New Jersey courts take allegations of child abuse very seriously and, if it turns out that the allegations are substantial, they may terminate the abusive parent’s parental rights. Unfortunately, some parents use this fact to their advantage during bitter divorce hearings by making false claims of child abuse. If you are the victim of these false allegations, it is important that you understand what you can do to protect your parental rights.

Per FindLaw, you should always try to resolve your custody disputes in court. Doing so can reduce the risk that your former partner will use false allegations as a means of obtaining custody. However, if your former partner already made the accusations, you should hire an experienced attorney right away. Even if you trust that the truth will prevail or that your child’s other parent will rescind his or her claims, a lawyer can help you navigate these tricky legal waters and safeguard your interest.

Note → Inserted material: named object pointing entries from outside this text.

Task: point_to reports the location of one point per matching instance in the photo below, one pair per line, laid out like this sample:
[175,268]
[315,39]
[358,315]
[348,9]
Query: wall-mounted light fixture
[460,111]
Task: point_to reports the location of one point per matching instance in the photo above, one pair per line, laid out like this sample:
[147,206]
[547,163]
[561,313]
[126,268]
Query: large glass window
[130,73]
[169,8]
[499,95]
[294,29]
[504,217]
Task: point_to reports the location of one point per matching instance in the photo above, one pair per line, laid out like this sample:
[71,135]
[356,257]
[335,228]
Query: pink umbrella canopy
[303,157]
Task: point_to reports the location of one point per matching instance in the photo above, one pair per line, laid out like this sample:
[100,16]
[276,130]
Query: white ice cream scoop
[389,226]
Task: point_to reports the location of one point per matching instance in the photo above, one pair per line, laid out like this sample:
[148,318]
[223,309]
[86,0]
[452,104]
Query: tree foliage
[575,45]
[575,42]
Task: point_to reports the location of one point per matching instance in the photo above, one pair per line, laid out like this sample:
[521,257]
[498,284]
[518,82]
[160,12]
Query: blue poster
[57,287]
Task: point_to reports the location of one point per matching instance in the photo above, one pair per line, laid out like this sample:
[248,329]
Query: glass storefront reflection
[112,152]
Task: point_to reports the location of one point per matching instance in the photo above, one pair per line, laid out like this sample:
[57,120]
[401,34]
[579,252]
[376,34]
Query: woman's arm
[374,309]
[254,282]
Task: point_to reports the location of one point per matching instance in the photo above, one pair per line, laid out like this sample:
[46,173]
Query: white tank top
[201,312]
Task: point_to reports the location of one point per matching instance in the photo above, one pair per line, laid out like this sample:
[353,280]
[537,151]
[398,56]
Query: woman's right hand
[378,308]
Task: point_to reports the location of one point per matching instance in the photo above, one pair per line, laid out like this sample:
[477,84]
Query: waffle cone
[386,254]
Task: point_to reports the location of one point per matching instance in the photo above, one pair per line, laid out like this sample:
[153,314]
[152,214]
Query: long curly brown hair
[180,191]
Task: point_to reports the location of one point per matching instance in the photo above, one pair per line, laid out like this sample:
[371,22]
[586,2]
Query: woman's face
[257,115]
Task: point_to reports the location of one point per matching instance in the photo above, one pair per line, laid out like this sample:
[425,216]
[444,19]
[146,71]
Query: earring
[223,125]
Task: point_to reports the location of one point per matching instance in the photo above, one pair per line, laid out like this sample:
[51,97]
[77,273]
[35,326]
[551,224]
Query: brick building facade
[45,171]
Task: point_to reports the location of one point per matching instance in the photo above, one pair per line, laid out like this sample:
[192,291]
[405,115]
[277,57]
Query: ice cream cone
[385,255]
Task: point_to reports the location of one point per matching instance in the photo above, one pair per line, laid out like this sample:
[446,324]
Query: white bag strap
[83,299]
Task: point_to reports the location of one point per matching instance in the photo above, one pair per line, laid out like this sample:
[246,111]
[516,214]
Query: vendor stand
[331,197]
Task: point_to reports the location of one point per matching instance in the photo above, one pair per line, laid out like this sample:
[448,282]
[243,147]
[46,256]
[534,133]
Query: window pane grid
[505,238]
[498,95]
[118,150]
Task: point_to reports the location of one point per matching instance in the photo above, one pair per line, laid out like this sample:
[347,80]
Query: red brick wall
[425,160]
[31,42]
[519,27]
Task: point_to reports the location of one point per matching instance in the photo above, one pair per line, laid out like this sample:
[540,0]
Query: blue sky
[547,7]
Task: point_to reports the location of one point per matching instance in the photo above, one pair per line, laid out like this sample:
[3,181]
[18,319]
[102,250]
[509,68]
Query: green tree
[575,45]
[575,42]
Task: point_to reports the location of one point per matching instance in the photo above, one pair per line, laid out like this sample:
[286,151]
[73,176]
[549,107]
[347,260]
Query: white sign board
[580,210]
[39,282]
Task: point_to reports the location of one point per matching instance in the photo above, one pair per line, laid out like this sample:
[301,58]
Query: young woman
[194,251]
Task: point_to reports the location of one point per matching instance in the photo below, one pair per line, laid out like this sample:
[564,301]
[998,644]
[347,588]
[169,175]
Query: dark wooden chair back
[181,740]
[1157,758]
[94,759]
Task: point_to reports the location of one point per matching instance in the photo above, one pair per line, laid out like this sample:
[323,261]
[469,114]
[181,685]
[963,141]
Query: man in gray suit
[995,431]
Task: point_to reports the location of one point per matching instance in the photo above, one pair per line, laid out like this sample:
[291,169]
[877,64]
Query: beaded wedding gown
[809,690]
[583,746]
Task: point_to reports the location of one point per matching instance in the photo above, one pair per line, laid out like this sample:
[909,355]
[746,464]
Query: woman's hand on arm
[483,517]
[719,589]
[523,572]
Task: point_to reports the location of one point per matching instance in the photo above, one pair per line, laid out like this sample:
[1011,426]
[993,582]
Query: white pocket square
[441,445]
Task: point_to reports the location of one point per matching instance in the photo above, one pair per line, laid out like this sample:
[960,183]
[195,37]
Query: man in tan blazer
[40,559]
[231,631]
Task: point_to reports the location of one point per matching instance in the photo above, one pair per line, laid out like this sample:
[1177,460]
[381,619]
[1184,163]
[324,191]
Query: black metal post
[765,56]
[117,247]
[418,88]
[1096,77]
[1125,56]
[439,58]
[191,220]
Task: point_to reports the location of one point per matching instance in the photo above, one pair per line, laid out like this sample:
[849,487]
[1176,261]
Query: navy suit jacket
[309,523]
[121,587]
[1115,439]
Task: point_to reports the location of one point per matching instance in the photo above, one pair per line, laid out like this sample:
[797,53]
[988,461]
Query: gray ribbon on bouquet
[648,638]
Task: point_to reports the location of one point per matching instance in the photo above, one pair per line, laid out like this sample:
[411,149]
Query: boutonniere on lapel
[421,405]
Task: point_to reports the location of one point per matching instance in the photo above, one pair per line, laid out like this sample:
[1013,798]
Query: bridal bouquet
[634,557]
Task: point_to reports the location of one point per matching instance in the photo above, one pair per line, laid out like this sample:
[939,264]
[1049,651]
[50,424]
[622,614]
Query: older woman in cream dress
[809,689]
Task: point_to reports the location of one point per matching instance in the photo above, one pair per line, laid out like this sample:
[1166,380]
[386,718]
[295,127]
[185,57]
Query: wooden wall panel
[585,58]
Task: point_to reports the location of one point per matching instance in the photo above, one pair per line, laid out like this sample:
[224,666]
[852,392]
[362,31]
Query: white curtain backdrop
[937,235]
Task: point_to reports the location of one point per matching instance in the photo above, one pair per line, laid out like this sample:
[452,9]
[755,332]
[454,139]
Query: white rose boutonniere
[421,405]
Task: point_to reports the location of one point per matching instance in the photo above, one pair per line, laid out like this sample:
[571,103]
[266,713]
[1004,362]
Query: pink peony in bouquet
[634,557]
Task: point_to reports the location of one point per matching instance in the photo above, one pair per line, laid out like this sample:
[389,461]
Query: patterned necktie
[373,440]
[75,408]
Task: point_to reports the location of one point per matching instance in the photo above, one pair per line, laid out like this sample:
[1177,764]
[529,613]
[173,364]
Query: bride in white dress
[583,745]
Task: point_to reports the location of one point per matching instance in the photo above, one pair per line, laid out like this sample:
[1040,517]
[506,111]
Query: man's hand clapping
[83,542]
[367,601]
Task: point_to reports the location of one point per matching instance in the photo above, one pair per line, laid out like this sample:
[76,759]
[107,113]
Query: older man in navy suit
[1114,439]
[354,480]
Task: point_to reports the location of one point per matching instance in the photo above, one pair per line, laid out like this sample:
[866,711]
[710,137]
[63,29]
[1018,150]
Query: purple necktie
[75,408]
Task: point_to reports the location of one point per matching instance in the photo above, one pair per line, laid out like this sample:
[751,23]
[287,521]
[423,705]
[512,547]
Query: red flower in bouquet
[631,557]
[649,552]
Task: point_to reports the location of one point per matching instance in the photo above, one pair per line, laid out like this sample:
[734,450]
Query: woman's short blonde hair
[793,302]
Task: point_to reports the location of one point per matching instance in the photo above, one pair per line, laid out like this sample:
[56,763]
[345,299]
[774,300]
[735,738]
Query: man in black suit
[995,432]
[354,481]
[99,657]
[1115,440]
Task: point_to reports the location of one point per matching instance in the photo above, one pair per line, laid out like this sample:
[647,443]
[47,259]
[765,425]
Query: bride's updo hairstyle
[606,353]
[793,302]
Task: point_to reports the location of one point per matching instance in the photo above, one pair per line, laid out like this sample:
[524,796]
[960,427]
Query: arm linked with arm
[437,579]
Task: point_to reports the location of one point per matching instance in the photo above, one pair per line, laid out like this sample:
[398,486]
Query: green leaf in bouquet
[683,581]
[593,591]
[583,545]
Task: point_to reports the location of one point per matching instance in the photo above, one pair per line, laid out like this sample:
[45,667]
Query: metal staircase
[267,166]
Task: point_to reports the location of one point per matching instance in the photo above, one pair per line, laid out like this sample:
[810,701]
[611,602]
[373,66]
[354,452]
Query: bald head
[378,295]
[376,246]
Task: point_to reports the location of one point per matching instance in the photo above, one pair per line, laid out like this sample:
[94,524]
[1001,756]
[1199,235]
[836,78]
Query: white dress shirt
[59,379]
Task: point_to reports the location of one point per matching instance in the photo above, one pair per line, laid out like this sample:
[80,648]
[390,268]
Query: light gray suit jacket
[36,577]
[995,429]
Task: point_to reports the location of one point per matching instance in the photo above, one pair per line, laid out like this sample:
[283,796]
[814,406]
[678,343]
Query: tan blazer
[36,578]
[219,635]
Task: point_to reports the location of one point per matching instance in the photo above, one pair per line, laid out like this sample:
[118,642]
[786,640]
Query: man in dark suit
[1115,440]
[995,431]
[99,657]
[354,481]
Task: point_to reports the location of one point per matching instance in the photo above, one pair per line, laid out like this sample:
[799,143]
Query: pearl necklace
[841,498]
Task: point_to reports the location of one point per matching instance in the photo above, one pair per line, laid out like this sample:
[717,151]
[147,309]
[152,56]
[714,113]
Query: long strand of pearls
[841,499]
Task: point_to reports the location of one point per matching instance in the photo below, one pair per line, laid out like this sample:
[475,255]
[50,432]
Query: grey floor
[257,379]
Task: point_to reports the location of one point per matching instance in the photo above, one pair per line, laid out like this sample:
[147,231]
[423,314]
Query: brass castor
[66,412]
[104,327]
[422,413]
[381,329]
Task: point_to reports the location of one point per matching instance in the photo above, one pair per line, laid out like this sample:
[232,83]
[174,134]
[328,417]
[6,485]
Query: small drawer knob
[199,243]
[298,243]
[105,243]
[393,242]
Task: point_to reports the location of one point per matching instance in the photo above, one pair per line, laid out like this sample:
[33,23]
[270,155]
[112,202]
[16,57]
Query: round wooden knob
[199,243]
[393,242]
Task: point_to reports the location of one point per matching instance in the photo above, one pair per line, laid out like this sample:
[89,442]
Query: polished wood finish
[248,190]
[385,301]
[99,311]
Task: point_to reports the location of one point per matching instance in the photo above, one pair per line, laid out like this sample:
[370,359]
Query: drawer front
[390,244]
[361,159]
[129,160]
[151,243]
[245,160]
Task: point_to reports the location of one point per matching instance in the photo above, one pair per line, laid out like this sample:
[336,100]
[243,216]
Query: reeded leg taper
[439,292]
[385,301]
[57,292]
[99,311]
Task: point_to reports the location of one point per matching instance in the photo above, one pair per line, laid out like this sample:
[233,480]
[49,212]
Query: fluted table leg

Until the matter is resolved, you should avoid being around your children without another trusted adult present. Schedule visitation time to include grandparents, aunts, uncles, day care workers, scout leaders or any other adult who can attest to your innocence. You should also avoid engaging in any conduct that others may construe as inappropriate, such as roughhousing, making inappropriate jokes or engaging in unnecessarily rough horseplay.

That said, you should strive to maintain a positive relationship with your child while the case pends. Understand that your child is not to blame and even if he or she says things that suggest he or she supports the assertions, his or her other parent could easily have planted the false accusations in his or her mind.

Finally, reach out to friends, family members, neighbors and co-workers who may be willing to testify on your behalf. Both written and verbal testimony serve as adequate evidence.

This article is not meant to serve as legal advice. It is for educational purposes only.